In 2007, the press published Searching for Sebald: Photography After W.G. Sebald, a 630-page survey of German novelist W.G. Sebald's use of images, together with artist's projects that were inspired by Sebald. Edited by Lise Patt with Christel Dillbohner, it was the first work to closely examine the role of photography in Sebald's novels, with essayists approaching Sebald through the filters of art history, film and photographic studies, cultural theory, and psychoanalysis. It included an English translation of an interview Sebald gave in 1997 in which he talks exclusively about his use of photographs. The book featured artworks by Shimon Attie, Joseph Beuys, Christian Boltanski, Andre Breton, Tacita Dean, Marcel Duchamp, Felix Gonzalez-Torres, Rodney Graham, Vic Muniz, and Gerhard Richter and artist's projects by Dorothy Cross, Pablo Helguera, Jeremy Millar, and Helen Mirra, among others. Richard Sheppard wrote that "the editors and publishers have done their work magnificently: the layout is generous and clear, the paper and illustrations are excellent, the structure is disciplined and subtle, the documentation, especially the bibliography...is impeccable." Jonathan Long called it "beautifully designed, printed, and bound to the highest standards, and [it] reproduces visual material with exemplary clarity."

Other ICI publications include 100/10 (2011, the catalog of a series of 10 ICI-sponsored curatorial projects), Speculative Pentimenti (2013, the catalog of an exhibition of paintings by Sande Sisneros), geZeiten (2009, featuring the work of Christel Dillbohner), Monkey Encyclopedia W (2019, by Antoinette LaFarge), and two books by Martin Gantman, Odalisque Suite and See You When We Get Home.

==Personnel==
ICI Associates have included Robert Allen, Melinda Smith Altshuler, Anna Ayeroff, Greg D. Cohen, Deborah Cullen, Christel Dillbohner, Axel Forrester, Martin Gantman, Antoinette LaFarge, Gero Leson, Yolande Macias McKay, Arnaldo Morales, Deborah Paulsen, Pam Posey, Danny Redfern, Lothar Schmitz, Sande Sisneros, Terri Valli Trotter, and Daniel T. Walkup.

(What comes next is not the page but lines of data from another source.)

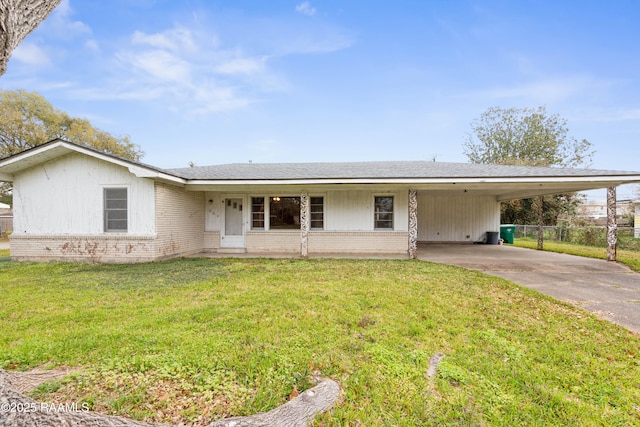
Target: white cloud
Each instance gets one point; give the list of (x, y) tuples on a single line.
[(547, 90), (306, 9), (31, 54), (160, 65), (175, 40), (241, 66), (617, 116), (62, 24)]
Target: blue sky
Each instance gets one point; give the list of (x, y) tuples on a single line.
[(292, 81)]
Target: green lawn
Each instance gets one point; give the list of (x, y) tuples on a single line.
[(194, 340), (628, 257)]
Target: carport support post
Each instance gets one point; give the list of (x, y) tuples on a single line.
[(612, 226), (304, 224), (413, 224), (540, 203)]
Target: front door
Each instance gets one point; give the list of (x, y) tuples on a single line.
[(233, 236)]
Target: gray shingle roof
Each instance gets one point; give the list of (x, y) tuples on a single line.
[(378, 170)]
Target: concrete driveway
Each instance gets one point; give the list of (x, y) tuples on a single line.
[(607, 289)]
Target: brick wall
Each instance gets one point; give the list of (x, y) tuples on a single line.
[(273, 241), (366, 242), (179, 221), (211, 241), (106, 248)]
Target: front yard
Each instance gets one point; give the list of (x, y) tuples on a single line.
[(194, 340)]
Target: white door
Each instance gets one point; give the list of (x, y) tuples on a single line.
[(233, 233)]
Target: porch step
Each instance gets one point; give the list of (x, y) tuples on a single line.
[(232, 250)]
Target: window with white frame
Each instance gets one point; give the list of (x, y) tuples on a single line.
[(257, 213), (383, 213), (284, 213), (316, 209), (115, 210)]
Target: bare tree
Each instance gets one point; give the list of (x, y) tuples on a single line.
[(17, 19)]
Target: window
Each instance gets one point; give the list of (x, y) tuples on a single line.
[(257, 213), (115, 210), (284, 213), (383, 213), (316, 209)]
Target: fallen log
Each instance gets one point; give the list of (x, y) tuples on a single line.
[(18, 410)]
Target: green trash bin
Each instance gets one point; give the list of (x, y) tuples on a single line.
[(507, 233)]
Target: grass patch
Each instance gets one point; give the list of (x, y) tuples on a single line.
[(628, 257), (195, 340)]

The ICI's Visualist-in-Residence program included some ICI Associates as well as Julene Paul, Maya Gurantz, Jaime Knight, Chris Handran, Amy Kaczur, and Jared Nielsen.

The Institute's Monkey Head Residence Program included Martin Gantman, Anna Ayeroff, Antoinette LaFarge, Greg Cohen, Pam Posey, Christel Dillbohner, Christian Smith, Amy Kaczur and the collective known as Thin End of the Wedge.

Other artists and writers who have been involved with ICI projects include Richard Smoley, Christine Nguyen, Norway Nori, and others.